__________転校して1週間。


クラスにもだいぶ慣れ始めてきた。

笹木と、真理愛ちゃんと3人でいることが多くなった。


あたしたち3人は毎朝

あまり人がこない女子更衣室に集まる。


そこで、ジャージに着替えたり

登校してくる生徒を見たり

顔を整えたり。


とにかく、HRのベルが鳴るギリギリまで
更衣室でゆっくりする。



「ねぇ、真理愛ちゃん?今日も部活ー?」

『あ、うん。

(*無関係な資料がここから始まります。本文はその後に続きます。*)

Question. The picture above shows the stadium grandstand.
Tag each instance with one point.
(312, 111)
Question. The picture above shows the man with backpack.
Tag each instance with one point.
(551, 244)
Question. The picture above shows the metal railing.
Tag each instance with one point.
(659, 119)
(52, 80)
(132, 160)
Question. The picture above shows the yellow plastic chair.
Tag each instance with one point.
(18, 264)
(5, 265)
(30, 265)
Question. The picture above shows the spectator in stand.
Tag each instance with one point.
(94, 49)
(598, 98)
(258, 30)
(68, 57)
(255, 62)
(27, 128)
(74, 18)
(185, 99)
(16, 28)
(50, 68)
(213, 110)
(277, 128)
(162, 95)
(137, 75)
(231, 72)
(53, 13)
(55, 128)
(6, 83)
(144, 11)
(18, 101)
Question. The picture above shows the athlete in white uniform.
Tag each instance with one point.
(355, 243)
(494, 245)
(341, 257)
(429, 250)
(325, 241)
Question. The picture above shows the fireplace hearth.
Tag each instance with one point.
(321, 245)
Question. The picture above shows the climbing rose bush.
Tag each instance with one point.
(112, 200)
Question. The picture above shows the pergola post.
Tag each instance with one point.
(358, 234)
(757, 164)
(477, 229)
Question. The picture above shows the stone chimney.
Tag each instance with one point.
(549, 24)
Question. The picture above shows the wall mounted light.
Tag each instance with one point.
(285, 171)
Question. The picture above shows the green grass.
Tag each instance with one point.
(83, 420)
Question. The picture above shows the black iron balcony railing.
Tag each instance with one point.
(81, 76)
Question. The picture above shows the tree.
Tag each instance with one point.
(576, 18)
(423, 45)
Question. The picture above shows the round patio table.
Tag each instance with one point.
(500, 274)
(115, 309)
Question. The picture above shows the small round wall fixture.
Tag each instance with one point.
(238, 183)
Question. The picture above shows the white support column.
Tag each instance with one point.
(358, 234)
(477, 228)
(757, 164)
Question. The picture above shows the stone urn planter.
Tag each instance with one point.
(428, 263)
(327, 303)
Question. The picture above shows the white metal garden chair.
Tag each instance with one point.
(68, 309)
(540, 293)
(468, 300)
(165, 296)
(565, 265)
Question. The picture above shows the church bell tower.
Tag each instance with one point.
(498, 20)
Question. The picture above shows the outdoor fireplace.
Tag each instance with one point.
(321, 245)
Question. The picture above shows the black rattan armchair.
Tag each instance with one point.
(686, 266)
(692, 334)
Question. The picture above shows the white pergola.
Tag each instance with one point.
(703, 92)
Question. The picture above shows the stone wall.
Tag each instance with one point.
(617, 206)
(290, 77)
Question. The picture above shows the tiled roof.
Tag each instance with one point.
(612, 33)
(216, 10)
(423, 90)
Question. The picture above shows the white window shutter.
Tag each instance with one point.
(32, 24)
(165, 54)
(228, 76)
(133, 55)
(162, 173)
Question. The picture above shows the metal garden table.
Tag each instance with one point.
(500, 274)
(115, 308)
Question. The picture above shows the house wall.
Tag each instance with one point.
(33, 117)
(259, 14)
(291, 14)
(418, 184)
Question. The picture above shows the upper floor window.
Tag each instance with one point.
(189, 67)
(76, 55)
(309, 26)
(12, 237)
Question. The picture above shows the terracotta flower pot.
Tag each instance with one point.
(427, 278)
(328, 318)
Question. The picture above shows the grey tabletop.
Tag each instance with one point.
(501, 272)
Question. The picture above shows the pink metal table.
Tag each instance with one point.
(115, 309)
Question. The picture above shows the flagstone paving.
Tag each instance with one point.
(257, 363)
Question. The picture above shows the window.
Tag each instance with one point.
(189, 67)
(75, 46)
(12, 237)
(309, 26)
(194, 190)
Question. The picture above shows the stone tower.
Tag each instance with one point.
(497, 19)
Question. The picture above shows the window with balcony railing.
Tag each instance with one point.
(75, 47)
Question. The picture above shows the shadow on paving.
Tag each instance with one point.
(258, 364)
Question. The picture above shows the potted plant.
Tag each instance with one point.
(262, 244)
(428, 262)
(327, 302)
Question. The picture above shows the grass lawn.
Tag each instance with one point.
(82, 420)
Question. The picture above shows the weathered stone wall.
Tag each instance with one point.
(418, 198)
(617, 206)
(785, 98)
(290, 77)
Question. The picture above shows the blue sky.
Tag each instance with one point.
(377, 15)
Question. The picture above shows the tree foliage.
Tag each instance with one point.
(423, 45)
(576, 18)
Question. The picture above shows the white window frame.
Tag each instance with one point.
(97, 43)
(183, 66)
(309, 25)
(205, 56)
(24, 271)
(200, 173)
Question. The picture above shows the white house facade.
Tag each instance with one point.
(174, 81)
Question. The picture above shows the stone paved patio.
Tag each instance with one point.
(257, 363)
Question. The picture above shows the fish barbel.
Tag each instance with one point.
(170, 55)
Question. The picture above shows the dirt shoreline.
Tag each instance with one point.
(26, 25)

18時までかなー』

そう。
真理愛ちゃんは
女子バスケ部の副部長。

真理愛ちゃんとは家が近いから
帰れるときは一緒に帰ったりする。


だけど、あたしが家に帰るのはいつも決まって火曜日。

それ以外は、笹木と家が近いおばあちゃんちに帰っている。


「笹木ー、あたし今日おばあちゃんちいくー」
『まぢで?やったー!海行こうよ!』
「え、寒いぢゃんー」

あたしのおばあちゃんちは海が近い。
きっと、1分もかからないでつく。

そんな海にあたしと笹木は決まった特等席がある。
そこをたまり場としていつも遊びに行くんだ。


『てか、なっつー!真理愛ちゃんぢゃなくて呼び捨てにしてよー』
と、真理愛ちゃんが外を見ながら言った。

「んー、そだね。でも急に呼び捨てって慣れないから、まりりんって呼ぶ!」

『まりりん?ははっわかったよ(^^)』


ここまではいつもと変わらない日だった。



「あ、あたしトイレ行ってくるー」


『『はーい』』


寒い寒い。

鏡を見たかったあたしは

トイレに向かった。





『・・・今日、俺んちくる?』
『え、いいの?いきたいっ』



あれ?

トイレの入口であたしは立ち止まる。



南館から北館へ通じる渡り廊下で男の子と女の子が

気まづそうに話している。



いいわね〜・・・
初々しいわ。ってあたしも十分初々しい。

未経験、彼氏いない歴1年・・・

はぁ・・・っとため息をつく。


もう一度うらやましそうにその恋人たちを見る。



・・・ん?



あれ、五十嵐くんぢゃない?



その時。


「あっ・・・」

『あっ・・・』


あっちゃー・・・

目合っちゃった。


すると五十嵐君は彼女の手を引いて
北館へと走って消えた。


へ?なぜ逃げる?




そしてあたしも、放心状態のまま
南館のトイレへ消えた。




・・・彼女いたんだ。








ん?なぜ萎えてるあたし。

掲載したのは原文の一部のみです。